Regarding carbon deposits.
However apart from the stock base quality, some oils are depositing more residue and carbon than others, flash point of the oil is one factor of that. But that is a data not commonly shared on the bottle so mainly try and error has to be practised. Pure synthetic oils or blends can show a better result than some plain mineral oils, regarding this. Carbon deposits is a troublesome factor when large piston clearances and poor piston rings are used. Our 101 flateads runs hot and burns oil in the combustion chamber.
A dollop of a quality 2 stroke oil for air cooled engines, in the petrol tank now and then might keep the carbon at bay because those oils have a detergent additive that infuse the deposits and makes that burn off.
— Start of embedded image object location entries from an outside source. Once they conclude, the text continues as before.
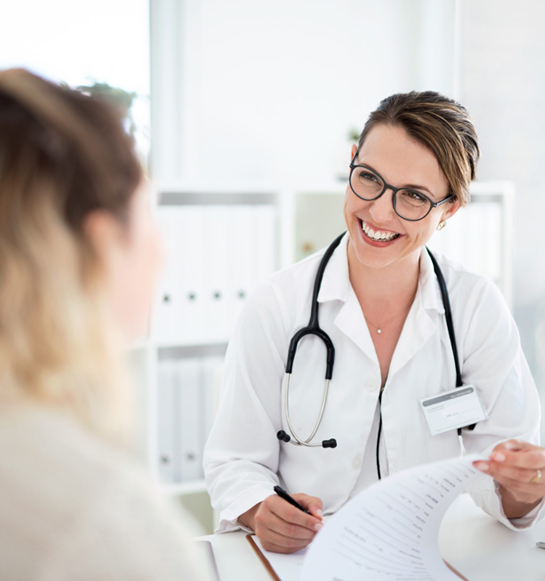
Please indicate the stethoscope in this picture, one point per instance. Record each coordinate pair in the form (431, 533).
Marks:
(313, 328)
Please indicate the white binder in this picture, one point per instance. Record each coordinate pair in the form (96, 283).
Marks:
(265, 241)
(191, 265)
(189, 417)
(167, 305)
(216, 261)
(166, 422)
(212, 368)
(241, 249)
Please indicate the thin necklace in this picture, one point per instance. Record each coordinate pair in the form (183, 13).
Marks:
(380, 327)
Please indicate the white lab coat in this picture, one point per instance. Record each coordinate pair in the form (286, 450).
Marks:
(244, 458)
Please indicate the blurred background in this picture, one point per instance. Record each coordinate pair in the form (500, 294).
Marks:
(244, 113)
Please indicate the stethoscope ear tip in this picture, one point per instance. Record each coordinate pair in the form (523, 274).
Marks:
(281, 435)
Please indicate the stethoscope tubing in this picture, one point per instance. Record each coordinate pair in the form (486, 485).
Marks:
(313, 328)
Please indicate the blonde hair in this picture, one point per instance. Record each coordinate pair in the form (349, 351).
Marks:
(62, 156)
(440, 124)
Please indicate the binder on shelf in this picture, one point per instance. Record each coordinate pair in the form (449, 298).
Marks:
(167, 305)
(212, 367)
(189, 413)
(166, 423)
(216, 263)
(241, 248)
(265, 241)
(191, 265)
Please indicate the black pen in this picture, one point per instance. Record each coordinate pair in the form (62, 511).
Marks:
(283, 494)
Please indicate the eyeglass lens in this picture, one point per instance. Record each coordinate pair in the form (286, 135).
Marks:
(409, 204)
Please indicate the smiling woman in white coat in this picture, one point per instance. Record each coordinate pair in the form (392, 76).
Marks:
(381, 305)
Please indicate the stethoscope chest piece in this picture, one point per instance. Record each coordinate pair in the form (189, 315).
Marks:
(313, 328)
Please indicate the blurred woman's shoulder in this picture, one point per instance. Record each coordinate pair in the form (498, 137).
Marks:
(74, 507)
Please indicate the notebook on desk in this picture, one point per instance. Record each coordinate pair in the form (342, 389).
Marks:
(388, 531)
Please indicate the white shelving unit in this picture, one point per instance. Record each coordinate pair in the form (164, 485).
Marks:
(307, 219)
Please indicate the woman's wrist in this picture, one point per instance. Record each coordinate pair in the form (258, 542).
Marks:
(514, 508)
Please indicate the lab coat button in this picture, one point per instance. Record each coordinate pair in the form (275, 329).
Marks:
(357, 462)
(371, 384)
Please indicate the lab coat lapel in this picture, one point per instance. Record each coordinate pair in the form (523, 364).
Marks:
(336, 286)
(351, 322)
(417, 330)
(419, 326)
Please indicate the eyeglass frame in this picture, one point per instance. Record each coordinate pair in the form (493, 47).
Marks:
(387, 186)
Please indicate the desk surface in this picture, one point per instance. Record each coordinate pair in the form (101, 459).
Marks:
(475, 544)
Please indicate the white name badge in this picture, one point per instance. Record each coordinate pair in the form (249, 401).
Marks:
(454, 409)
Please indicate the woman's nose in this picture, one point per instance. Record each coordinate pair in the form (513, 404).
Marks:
(382, 209)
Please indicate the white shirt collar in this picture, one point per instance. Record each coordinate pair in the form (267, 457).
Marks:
(336, 281)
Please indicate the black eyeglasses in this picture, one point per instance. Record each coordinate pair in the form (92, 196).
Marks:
(409, 204)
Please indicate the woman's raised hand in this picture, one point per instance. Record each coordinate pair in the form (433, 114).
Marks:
(281, 527)
(518, 467)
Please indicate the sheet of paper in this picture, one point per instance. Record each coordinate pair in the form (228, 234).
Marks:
(390, 531)
(287, 567)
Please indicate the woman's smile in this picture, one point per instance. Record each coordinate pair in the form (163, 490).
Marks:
(378, 236)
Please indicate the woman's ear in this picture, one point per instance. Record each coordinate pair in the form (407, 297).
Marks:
(104, 233)
(451, 209)
(354, 149)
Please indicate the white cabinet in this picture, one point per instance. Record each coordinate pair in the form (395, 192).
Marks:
(218, 246)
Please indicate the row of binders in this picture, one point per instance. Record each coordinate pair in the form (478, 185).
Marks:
(187, 392)
(473, 237)
(215, 255)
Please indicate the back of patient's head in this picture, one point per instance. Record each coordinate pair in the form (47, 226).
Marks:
(63, 155)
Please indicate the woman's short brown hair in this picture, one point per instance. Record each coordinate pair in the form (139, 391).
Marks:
(440, 124)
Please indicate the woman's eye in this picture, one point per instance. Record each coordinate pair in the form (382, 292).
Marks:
(414, 196)
(366, 176)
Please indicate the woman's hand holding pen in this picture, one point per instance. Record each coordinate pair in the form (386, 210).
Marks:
(281, 527)
(517, 466)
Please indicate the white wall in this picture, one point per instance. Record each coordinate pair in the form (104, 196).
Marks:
(270, 88)
(503, 85)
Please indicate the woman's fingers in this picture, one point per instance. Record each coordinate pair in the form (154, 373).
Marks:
(517, 466)
(284, 528)
(311, 503)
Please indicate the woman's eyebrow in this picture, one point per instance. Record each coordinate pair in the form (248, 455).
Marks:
(411, 186)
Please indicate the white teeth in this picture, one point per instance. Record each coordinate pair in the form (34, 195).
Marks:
(378, 235)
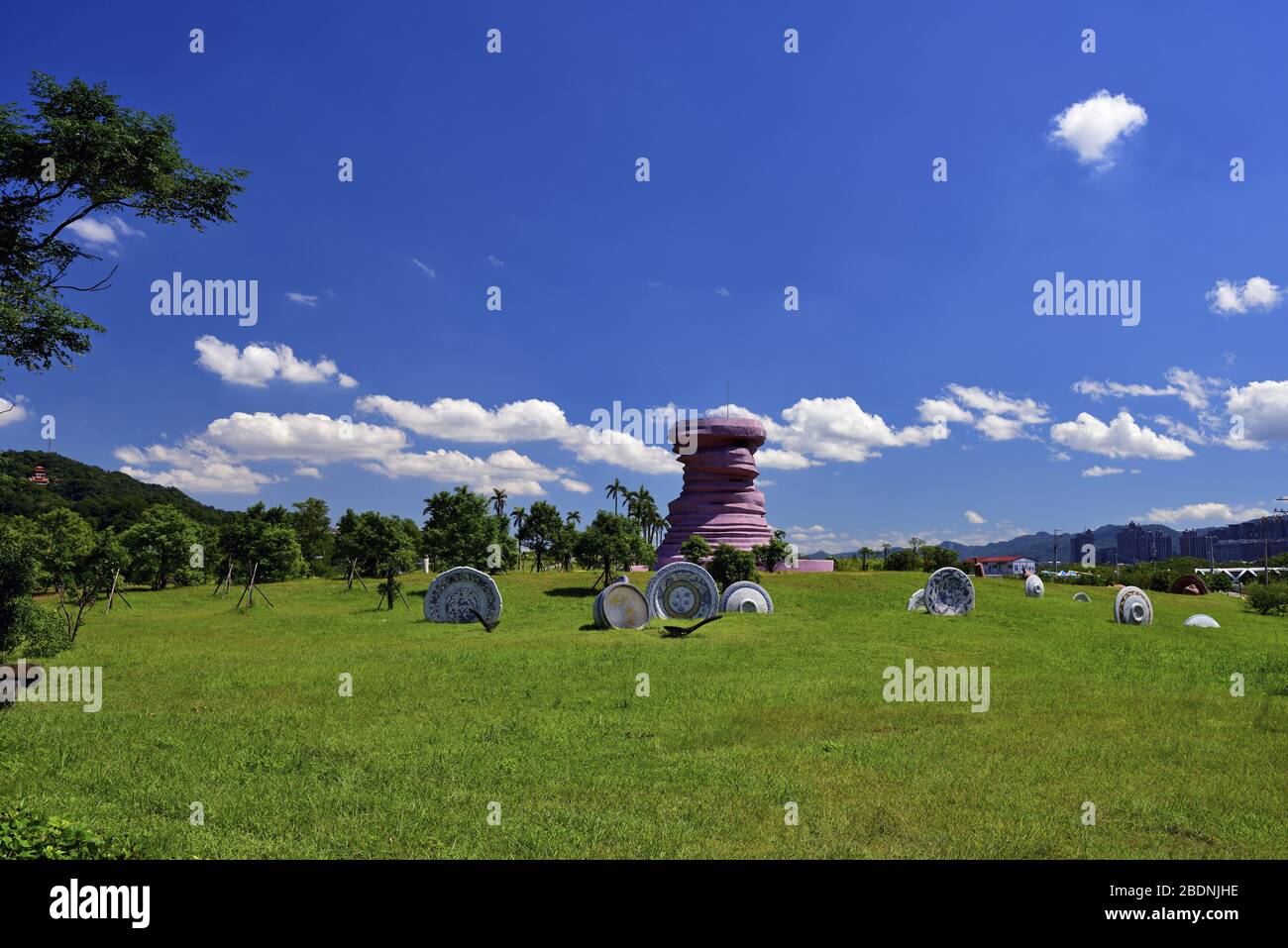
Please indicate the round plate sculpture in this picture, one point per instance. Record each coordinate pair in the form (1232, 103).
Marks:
(682, 590)
(746, 596)
(1189, 584)
(622, 605)
(949, 592)
(454, 594)
(1132, 607)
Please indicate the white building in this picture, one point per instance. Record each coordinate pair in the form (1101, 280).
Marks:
(1004, 566)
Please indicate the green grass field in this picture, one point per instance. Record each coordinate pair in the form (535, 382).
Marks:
(241, 711)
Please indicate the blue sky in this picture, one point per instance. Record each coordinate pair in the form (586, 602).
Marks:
(914, 391)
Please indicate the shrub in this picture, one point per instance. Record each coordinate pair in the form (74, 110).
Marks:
(29, 835)
(1219, 582)
(730, 565)
(773, 553)
(42, 631)
(1267, 600)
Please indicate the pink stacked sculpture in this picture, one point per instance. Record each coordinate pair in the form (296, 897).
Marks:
(719, 500)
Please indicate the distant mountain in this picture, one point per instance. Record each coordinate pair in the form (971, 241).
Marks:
(1035, 545)
(103, 497)
(1041, 545)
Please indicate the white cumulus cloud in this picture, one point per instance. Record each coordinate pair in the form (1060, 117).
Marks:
(257, 365)
(1091, 127)
(1122, 437)
(1228, 298)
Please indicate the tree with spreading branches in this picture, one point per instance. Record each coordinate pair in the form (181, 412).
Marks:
(80, 153)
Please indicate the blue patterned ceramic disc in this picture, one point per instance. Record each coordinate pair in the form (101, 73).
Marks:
(622, 605)
(1132, 607)
(949, 592)
(452, 594)
(682, 590)
(746, 596)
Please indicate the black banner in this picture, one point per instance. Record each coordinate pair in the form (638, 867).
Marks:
(178, 897)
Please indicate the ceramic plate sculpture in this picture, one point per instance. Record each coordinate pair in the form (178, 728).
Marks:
(949, 592)
(452, 594)
(1189, 584)
(623, 607)
(1132, 607)
(746, 596)
(682, 590)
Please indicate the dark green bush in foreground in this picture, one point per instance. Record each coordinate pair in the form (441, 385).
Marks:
(1267, 600)
(730, 565)
(27, 835)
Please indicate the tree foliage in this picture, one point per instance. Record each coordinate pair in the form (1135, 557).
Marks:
(80, 153)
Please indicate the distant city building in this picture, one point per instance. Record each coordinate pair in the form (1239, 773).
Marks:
(1078, 541)
(1198, 545)
(1140, 545)
(1005, 566)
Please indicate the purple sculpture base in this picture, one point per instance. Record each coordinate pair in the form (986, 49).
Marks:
(719, 500)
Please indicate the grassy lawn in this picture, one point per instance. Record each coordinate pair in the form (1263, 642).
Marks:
(241, 711)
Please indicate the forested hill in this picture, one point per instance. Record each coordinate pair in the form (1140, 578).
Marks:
(103, 497)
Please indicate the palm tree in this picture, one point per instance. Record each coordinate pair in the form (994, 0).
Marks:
(632, 505)
(518, 515)
(614, 489)
(914, 544)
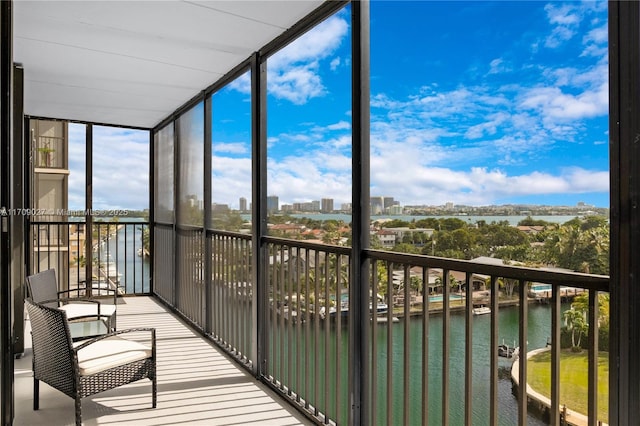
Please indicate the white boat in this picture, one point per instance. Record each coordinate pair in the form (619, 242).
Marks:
(381, 307)
(110, 270)
(508, 352)
(481, 310)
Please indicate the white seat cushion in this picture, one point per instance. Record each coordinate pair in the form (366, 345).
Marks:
(74, 310)
(109, 353)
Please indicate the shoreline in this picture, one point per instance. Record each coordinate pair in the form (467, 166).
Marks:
(541, 403)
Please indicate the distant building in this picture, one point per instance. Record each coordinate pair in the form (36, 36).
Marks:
(395, 210)
(219, 208)
(386, 237)
(326, 205)
(377, 205)
(273, 203)
(388, 202)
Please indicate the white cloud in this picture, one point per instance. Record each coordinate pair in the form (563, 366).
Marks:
(232, 148)
(294, 70)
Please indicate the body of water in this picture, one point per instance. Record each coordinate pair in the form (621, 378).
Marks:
(513, 220)
(134, 270)
(391, 345)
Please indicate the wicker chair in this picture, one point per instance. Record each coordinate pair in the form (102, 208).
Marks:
(42, 288)
(87, 367)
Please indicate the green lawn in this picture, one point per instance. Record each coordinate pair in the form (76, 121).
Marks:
(573, 380)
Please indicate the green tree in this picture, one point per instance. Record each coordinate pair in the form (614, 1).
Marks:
(575, 322)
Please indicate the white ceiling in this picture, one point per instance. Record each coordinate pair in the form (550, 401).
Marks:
(132, 63)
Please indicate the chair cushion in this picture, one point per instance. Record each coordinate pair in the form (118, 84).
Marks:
(74, 310)
(108, 353)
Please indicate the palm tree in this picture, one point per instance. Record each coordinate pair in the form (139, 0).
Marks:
(575, 322)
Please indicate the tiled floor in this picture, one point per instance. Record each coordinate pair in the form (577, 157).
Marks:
(197, 384)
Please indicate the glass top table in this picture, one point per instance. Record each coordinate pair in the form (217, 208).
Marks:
(81, 330)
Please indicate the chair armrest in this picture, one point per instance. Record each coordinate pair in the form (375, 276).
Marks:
(115, 333)
(69, 300)
(86, 317)
(109, 290)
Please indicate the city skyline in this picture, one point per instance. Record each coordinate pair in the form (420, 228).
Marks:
(505, 103)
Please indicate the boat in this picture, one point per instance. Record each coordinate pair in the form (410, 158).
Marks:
(481, 310)
(110, 270)
(381, 307)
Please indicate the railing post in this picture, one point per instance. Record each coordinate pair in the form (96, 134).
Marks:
(624, 150)
(359, 364)
(258, 210)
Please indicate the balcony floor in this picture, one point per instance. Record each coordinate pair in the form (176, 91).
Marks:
(197, 384)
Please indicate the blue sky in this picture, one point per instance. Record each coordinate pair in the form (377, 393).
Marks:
(474, 103)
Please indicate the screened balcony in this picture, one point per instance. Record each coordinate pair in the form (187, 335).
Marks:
(305, 337)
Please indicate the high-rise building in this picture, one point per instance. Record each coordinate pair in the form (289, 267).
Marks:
(377, 205)
(326, 205)
(50, 140)
(273, 204)
(388, 202)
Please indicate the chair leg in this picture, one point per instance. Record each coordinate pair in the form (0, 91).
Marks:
(78, 411)
(36, 394)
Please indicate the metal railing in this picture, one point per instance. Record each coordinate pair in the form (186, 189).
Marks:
(120, 257)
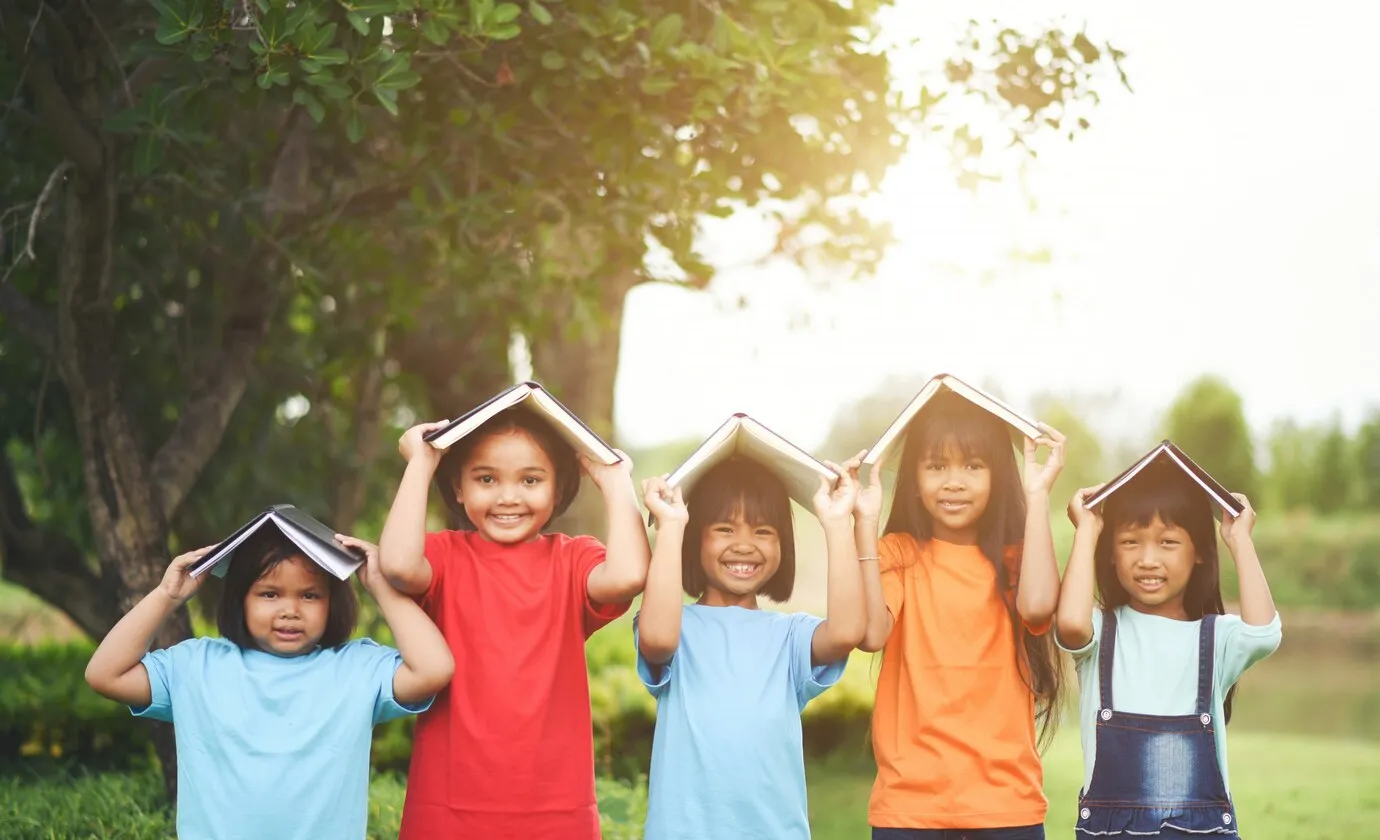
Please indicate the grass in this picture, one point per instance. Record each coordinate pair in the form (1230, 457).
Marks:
(1285, 788)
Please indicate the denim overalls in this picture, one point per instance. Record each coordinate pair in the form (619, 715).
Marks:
(1155, 774)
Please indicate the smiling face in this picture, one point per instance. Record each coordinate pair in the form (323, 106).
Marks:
(287, 607)
(508, 487)
(1154, 564)
(954, 490)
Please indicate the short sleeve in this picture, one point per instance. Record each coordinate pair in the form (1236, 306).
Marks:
(587, 553)
(436, 549)
(380, 664)
(892, 567)
(1088, 650)
(810, 680)
(654, 682)
(1239, 646)
(164, 666)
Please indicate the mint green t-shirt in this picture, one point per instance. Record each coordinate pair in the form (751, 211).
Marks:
(1155, 671)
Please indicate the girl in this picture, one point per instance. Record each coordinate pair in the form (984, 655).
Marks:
(961, 592)
(730, 680)
(273, 720)
(1157, 664)
(508, 751)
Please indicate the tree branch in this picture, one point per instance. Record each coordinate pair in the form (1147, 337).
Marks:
(73, 138)
(48, 564)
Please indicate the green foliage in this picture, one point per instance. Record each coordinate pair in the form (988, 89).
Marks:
(1209, 424)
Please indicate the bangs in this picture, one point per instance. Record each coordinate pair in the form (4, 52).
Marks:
(1159, 490)
(952, 425)
(741, 487)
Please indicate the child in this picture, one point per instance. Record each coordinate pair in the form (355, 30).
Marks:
(273, 720)
(1157, 664)
(508, 751)
(730, 680)
(961, 592)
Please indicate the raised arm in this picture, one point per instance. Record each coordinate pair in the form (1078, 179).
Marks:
(1037, 591)
(658, 622)
(427, 660)
(867, 516)
(116, 669)
(1074, 618)
(1257, 606)
(846, 620)
(624, 571)
(405, 530)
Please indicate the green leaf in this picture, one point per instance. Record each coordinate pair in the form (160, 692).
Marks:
(540, 13)
(665, 32)
(657, 84)
(148, 152)
(353, 126)
(388, 100)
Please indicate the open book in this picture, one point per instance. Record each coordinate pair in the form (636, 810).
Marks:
(945, 382)
(745, 437)
(1172, 454)
(533, 396)
(312, 537)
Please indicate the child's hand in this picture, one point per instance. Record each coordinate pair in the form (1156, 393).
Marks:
(414, 448)
(1041, 479)
(609, 476)
(177, 581)
(1238, 527)
(835, 504)
(664, 502)
(369, 574)
(1081, 516)
(868, 502)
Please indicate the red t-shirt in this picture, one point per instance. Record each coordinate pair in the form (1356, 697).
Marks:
(507, 749)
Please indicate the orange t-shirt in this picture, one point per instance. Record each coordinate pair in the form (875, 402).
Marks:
(954, 723)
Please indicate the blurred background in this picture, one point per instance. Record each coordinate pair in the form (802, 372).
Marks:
(233, 276)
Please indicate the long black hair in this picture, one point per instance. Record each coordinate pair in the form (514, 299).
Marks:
(744, 487)
(951, 421)
(255, 557)
(1165, 491)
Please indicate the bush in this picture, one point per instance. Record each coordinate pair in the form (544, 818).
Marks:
(131, 807)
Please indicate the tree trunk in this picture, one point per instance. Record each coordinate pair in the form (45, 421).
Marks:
(581, 368)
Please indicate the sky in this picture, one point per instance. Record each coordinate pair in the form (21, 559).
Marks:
(1224, 218)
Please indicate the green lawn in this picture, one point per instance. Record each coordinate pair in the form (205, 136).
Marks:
(1286, 788)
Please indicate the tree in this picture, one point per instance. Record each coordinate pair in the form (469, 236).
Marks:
(1209, 424)
(258, 237)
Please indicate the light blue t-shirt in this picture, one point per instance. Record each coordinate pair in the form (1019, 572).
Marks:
(727, 759)
(1155, 671)
(272, 746)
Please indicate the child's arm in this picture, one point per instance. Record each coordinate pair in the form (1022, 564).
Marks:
(867, 513)
(1037, 591)
(624, 571)
(658, 622)
(405, 530)
(1257, 606)
(427, 660)
(1074, 621)
(116, 669)
(846, 621)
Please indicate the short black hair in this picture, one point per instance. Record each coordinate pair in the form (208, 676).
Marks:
(732, 487)
(514, 420)
(255, 557)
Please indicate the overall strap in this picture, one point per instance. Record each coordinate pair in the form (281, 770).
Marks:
(1104, 657)
(1206, 655)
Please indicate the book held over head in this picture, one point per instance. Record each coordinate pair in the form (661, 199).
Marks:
(316, 541)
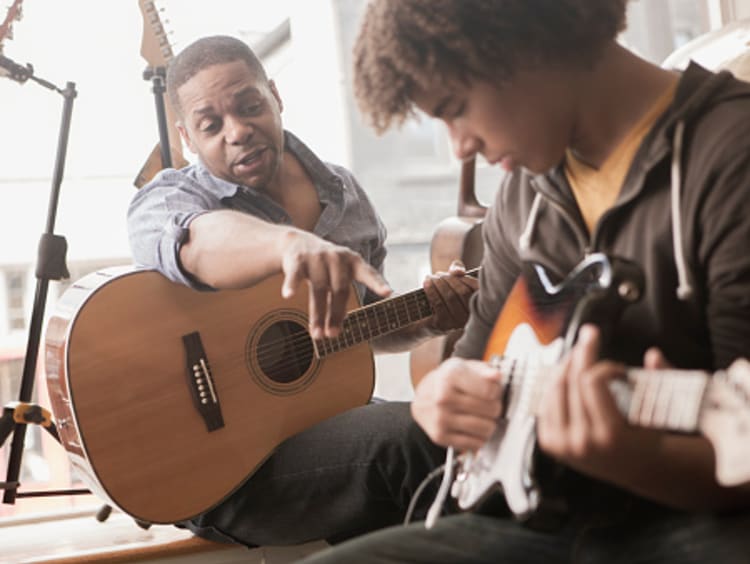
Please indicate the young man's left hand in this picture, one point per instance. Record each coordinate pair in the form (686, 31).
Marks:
(580, 423)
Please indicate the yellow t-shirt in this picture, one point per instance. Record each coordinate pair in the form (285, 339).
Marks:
(596, 190)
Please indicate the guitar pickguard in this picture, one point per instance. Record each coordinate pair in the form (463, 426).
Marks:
(538, 324)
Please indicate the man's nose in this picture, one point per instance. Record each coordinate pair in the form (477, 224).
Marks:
(238, 131)
(465, 145)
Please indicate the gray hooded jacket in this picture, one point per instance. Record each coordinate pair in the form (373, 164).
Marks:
(683, 215)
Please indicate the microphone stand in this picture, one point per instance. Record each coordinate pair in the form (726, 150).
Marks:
(50, 266)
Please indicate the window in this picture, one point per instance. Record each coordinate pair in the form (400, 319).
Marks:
(15, 288)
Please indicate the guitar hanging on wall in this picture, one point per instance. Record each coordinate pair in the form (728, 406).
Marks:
(157, 52)
(455, 238)
(12, 15)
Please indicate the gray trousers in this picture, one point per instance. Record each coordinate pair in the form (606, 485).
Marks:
(346, 476)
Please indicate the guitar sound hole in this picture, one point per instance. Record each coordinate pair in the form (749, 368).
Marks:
(285, 351)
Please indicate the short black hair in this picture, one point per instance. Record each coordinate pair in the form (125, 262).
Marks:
(206, 52)
(408, 44)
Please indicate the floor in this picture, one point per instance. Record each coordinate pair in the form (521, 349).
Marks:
(79, 538)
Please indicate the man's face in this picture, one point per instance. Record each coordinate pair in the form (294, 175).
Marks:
(231, 119)
(526, 122)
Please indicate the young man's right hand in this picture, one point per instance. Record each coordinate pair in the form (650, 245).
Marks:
(329, 270)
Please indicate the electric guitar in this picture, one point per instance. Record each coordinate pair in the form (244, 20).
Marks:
(13, 14)
(157, 52)
(167, 399)
(536, 327)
Marine, water cooled and snowmobile 2 stroke oils are many times designed for a too cold combustion temperature to be beneficial in our engines. I have heard people run only plain 2 stroke oil in the oil tank, reportedly with no problem.
Regarding viscosity.
Viscosity does have some importance depending on what clearance is used between the piston and lining. In our flatheads with a piston clearance of .006" or larger, I believe a viscosity of 40 is good to use. A higher viscosity oil is leaving a thicker layer of oil on the surface. The difference is measured in microns, tenths of thousandths of a millimeter. However a thicker oil does not mean the engine runs cooler, it is the other way around because oil is slow at collecting heat!
Roller bearings in the crank, and the cam rollers are not the least better off with high viscosity oils, rather the contrary but the bushings in the cam compartment and gear gaps to a degree benefit from a thicker oil because of the cushion effect a thicker oil will make, mostly for the simple reason of sound emerging. It is the same with sound of piston slap in the cylinder when cold.
The debate about single vise-versa multi viscosity oils is topics is a non-issue in my opinion if above 10W-X if the pump is so tight it can keep the oil from leak down to the sump. The standard rating of viscosity is complicated, stupid and outdated. I don't go in depth more than say that 15W-50 has the same viscosity as straight 50 oil at 100 deg.C. but flows much easier at 20deg.C
If anything multi viscosity is better just because the oil is always fed cold from the tank to the engine and multi viscosity oil flows lighter when cold. However, the flow in and out of the 101 pump is so slow that it never will cause any cavity or starving issues in summer temperatures even with thick 60-oil. It is different in winter when a much lighter oil has to be used.
Regarding additives.
Another example is the infected debate about zink additives is a non issue as the Indian engine does not have any friction areas where the amount of ZZDP would be critical. More important is the flash point and film strength/shear stability, but that's going in the pit bog of brands, types and categories of oils.
People regularly bring up the question about detergent/non-detergent oils, but virtually all oils commonly available have additives where the dirt and impurities are kept suspended in the oil. You have to be very specific in searching and finding a non detergent oil today and such an oil is wearing the engine down faster than normal. With our engines without a oil filter of any sorts, the dirt better be suspended and transported out of the engine with the oil.